My apologies to chance for calling it necessity.
My apologies to necessity if I'm mistaken, after all.
Please, don't be angry, happiness, that I take you as my due.
May my dead be patient with the way my memories fade.
My apologies to time for all the world I overlook each second.
My apologies to past loves for thinking that the latest is the first.
Forgive me, distant wars, for bringing flowers home.
Forgive me, open wounds, for pricking my finger.
I apologize for my record of minuets to those who cry from the depths.
I apologize to those who wait in railway stations for being asleep today at five a.m.
Pardon me, hounded hope, for laughing from time to time.
Pardon me, deserts, that I don't rush to you bearing a spoonful of water.
And you, falcon, unchanging year after year, always in the same cage,
your gaze always fixed on the same point in space,
forgive me, even if it turns out you were stuffed.
My apologies to the felled tree for the table's four legs.

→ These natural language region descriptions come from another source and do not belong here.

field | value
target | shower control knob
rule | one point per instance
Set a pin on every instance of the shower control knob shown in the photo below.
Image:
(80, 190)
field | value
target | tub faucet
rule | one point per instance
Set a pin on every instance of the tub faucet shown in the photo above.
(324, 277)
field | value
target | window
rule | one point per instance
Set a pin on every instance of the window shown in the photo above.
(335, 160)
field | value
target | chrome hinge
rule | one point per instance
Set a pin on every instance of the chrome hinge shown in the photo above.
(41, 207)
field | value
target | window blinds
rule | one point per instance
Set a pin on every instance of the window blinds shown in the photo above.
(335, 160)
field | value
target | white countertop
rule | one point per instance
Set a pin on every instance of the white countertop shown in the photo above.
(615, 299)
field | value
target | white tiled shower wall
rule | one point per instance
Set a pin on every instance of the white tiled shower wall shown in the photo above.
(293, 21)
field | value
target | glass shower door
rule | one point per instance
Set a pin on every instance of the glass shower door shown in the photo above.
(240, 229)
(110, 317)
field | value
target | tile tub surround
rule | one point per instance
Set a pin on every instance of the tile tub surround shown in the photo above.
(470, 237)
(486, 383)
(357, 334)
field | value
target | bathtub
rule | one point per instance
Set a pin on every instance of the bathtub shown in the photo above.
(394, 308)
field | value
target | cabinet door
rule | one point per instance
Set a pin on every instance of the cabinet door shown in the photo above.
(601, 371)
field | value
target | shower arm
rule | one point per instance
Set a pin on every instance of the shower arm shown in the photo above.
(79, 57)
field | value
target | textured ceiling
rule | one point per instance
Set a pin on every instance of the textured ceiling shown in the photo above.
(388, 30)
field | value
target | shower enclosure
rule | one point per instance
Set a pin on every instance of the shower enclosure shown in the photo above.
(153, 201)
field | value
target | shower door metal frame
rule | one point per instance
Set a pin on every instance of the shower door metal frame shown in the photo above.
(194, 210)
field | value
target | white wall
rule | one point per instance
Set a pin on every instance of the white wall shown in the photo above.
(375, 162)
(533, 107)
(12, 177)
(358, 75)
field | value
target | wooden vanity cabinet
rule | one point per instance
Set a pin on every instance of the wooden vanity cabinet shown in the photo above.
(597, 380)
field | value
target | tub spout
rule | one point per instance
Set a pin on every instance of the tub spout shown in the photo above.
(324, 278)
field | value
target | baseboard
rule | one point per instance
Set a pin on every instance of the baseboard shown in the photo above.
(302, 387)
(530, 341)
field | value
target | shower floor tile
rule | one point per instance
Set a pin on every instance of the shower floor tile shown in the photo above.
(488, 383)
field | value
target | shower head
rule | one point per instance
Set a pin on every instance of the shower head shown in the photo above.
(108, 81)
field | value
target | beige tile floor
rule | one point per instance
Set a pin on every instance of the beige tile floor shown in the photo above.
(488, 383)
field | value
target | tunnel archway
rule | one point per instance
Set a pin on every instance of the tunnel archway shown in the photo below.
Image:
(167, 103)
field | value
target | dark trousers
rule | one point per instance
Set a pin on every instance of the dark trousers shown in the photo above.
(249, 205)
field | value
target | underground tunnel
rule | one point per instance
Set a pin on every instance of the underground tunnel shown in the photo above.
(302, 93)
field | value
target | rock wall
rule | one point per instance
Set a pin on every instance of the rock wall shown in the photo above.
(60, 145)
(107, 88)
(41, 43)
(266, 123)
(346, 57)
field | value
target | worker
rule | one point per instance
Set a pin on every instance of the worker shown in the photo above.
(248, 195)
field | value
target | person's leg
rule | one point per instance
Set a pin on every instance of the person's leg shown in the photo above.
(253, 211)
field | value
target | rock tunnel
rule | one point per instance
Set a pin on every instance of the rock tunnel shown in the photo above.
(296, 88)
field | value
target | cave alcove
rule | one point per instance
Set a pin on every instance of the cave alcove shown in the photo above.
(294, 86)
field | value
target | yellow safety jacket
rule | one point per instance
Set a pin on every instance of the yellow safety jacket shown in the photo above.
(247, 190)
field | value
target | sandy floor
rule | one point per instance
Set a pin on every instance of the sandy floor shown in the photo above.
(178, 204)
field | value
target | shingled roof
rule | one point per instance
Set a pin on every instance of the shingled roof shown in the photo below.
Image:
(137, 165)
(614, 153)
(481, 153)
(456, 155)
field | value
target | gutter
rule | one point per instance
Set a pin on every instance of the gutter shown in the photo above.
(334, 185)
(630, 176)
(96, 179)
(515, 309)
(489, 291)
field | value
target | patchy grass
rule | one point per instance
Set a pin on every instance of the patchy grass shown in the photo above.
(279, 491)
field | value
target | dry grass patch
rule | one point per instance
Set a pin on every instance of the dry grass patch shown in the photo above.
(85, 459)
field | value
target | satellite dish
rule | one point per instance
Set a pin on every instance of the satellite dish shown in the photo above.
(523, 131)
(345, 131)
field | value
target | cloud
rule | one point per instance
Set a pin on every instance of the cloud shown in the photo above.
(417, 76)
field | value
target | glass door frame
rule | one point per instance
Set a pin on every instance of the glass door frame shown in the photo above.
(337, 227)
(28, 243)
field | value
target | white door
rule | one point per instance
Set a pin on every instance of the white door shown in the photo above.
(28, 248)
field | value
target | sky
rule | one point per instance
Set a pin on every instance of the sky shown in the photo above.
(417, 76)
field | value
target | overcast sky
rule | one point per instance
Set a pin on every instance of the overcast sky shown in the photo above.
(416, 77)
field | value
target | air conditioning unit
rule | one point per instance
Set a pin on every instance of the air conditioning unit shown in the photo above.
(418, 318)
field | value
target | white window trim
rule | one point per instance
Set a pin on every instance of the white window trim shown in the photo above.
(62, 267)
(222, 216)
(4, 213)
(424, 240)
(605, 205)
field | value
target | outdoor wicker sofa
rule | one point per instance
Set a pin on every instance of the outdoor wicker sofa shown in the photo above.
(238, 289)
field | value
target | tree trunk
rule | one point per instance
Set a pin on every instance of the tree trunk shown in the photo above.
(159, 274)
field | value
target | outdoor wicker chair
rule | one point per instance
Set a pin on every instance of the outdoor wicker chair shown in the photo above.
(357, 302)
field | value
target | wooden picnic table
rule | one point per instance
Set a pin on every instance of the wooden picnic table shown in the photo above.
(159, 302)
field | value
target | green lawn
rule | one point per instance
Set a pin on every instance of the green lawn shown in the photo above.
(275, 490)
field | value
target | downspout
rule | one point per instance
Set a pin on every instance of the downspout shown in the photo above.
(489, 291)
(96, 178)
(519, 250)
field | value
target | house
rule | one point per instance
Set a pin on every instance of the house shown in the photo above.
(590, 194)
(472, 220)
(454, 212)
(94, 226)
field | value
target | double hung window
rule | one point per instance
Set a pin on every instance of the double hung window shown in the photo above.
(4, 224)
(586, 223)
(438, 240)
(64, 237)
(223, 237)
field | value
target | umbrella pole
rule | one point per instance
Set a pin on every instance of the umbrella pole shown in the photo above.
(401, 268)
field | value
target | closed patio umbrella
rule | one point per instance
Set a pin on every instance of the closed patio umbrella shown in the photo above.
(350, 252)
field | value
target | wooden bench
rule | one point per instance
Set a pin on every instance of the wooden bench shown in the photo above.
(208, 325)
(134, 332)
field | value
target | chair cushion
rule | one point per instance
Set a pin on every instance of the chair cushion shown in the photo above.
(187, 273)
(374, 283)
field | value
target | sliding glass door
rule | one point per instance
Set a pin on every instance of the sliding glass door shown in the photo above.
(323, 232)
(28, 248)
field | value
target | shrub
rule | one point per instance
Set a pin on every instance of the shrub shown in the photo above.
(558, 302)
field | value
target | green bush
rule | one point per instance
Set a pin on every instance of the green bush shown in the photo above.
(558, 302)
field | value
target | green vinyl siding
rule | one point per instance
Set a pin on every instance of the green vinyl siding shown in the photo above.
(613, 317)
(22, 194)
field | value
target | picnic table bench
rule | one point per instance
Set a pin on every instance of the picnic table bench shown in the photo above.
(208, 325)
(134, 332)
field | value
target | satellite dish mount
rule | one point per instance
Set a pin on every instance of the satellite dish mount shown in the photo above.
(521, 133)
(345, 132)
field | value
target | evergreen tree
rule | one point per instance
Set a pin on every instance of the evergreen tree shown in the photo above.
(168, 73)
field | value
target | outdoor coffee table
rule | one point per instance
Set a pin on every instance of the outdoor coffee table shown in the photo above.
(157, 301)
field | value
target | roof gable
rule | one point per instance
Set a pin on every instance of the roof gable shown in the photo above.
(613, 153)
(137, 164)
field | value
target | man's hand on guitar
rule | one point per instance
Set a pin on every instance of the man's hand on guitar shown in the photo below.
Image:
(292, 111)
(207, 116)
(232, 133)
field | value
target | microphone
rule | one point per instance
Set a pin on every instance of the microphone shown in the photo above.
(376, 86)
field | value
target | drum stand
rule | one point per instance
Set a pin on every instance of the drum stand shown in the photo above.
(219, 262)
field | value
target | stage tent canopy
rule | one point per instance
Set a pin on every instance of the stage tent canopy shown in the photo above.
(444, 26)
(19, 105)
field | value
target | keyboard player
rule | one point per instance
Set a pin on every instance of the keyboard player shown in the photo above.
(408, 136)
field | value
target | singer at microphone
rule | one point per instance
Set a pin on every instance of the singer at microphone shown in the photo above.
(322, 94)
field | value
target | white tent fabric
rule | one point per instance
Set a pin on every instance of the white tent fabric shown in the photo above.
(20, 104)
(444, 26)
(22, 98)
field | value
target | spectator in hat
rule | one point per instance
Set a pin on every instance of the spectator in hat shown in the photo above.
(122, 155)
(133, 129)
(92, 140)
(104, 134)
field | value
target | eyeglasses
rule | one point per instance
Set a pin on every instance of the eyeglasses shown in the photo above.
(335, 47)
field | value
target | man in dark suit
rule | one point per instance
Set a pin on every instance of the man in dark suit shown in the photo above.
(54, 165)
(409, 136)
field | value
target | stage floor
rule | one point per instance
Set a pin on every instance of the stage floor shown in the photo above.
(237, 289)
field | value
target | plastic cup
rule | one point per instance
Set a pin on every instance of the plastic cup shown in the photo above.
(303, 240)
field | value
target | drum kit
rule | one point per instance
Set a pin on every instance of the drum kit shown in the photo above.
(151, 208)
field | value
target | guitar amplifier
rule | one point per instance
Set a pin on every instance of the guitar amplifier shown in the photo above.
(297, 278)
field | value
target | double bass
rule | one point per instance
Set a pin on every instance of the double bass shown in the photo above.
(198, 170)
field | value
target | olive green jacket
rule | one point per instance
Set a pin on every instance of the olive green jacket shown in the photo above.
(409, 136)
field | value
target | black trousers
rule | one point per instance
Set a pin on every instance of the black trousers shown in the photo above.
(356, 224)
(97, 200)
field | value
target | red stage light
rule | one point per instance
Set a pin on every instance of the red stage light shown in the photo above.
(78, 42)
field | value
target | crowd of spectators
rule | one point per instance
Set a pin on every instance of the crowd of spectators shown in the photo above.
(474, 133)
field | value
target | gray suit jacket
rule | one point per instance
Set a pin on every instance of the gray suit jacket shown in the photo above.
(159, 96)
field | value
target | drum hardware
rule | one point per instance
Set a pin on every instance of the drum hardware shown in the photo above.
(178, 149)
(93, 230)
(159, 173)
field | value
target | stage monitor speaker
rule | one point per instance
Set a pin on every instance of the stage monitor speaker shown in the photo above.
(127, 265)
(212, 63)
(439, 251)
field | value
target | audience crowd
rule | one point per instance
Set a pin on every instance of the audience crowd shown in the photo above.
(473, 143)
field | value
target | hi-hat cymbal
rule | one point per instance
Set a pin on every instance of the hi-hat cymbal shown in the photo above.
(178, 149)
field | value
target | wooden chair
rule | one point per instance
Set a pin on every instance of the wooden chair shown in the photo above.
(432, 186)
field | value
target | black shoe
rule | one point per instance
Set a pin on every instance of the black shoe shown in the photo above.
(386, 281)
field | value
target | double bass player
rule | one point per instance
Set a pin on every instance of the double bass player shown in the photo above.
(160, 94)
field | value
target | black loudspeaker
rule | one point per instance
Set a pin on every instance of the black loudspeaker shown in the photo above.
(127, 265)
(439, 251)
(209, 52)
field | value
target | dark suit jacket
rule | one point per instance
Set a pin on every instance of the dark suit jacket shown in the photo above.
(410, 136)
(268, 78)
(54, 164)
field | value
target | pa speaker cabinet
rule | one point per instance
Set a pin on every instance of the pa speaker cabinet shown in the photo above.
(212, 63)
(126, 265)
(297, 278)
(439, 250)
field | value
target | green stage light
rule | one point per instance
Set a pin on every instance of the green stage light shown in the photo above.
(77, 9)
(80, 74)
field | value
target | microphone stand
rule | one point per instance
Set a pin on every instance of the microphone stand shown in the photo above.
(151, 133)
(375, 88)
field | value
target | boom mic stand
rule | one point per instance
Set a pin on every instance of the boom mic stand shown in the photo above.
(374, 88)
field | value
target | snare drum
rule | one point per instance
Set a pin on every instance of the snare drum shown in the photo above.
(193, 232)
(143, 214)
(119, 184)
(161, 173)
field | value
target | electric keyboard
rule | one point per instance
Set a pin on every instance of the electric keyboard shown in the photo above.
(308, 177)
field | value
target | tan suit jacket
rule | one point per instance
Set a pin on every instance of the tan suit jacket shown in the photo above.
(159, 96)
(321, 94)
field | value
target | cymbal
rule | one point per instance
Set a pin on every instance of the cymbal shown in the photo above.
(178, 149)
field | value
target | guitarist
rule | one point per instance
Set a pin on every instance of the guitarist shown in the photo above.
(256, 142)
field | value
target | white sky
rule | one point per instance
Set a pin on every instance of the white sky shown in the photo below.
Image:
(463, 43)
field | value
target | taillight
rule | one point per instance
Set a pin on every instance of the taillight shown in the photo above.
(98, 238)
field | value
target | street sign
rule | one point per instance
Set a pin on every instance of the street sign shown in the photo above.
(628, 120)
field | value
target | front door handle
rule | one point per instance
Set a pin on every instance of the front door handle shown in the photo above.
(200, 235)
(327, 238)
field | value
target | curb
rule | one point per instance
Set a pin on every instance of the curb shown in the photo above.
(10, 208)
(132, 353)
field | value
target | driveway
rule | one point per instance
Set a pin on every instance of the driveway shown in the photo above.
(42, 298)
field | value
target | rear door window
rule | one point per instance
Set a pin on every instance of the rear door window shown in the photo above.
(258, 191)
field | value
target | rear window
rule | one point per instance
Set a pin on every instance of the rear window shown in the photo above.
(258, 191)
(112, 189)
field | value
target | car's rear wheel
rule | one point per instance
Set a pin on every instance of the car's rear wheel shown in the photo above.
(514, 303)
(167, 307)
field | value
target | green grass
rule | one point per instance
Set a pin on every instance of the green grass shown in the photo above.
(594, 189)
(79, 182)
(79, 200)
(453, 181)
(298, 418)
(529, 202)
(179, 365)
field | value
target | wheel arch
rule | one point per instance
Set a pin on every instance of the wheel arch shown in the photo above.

My apologies to great questions for small answers.
Truth, please don't pay me much attention.
Dignity, please be magnanimous.
Bear with me, O mystery of existence, as I pluck the occasional thread from your train.
Soul, don't take offense that I've only got you now and then.
My apologies to everything that I can't be everywhere at once.
My apologies to everyone that I can't be each woman and each man.
I know I won't be justified as long as I live,
since I myself stand in my own way.
Don't bear me ill will, speech, that I borrow weighty words,
then labor heavily so that they may seem light.
From Poems New and Collected 1957-1997, written by Wislawa Szymborska and translated by Stanislaw Baranczak and Clare Cavanagh. Copyright © 1997

Mo Crow said...

please excuse the typos in that first line!